Sebab, syariat ini tidak menerima bentuk koalisi apapun yang di dalamnya tauhid dan syirik, iman dan kufur, disamaratakan. Sebab ketika itu pasti terjadi kompromi untuk meninggalkan sebagian kebenaran, setelah itu kita dituntut mendiamkan sebagian kebatilan, bahkan mendukung dan meninggikan menaranya. Kemudian pada akhirnya nanti keduanya pasti tetap akan berpisah juga. Sebab hal ini seperti lelaki yang menikahi wanita yang kedua-duanya sangat berambisi terhadap kekayaan pasangannya serta mewarisi hartanya, dalam kondisi kira-kira bagaimanakah bentuk kehidupan rumah tangganya? Tak diragukan lagi bahwa masing-masing akan membohongi pasangannya, berusaha mengkhianati harta bendanya, dan berharap ia mati sebelum dirinya. Bahkan bisa saja ia membunuhnya jika situasi memungkinkan, sehingga harta warisan bisa dia nikmati sendirian. Dan seperti inilah kebanyakan persatuan yang terjalin antara kelompok-kelompok Islam dengan kelompok lain yang lebih mengedepankan ediologi bertentangan dengan Islam. Kelompok ini ingin menyebar luaskan kekufuran agar ia dan komunitasnya tetap eksis, sementara orang-orang Islam bersemangat untuk menyebarkan Islam supaya basisnya bertambah luas. Masing-masing berusaha mengelabui dan mendahului yang lain, dan suatu saat pasti akan terjadi perpisahan. Dan betapa sering kaum Muslimin menjadi fihak yang dimanfaatkan serta menjadi “hewan tunggangan” bagi para penipu dari kelompok-kelompok kafir di dunia, yang lebih cekatan dalam hal menipu, bermanuver, dan berputar arah. Karena, bagi mereka tujuan itu membenarkan semua sarana, walaupun sarana itu buruk dan hina. Sifat khianat mengalir dalam darah mereka dengan mengatasnamakan aktifitas politk.

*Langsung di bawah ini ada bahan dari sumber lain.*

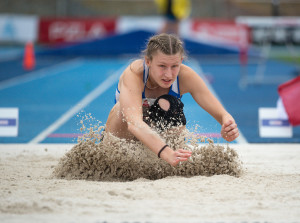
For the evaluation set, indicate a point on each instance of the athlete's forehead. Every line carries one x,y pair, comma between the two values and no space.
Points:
161,58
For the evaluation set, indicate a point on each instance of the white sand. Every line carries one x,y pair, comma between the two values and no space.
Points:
269,190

Maka dari itu, hendaknya kita berhati-hati, di samping panji tauhid jangan sampai kita angkat panji kesyirikan, kekafiran, paganisme dan ateisme. Dan jangan sampai kita menjadi “hewan tunggangan” para pengikut kebatilan sehingga mereka bisa sampai kepada kebatilan dan kebohongan mereka.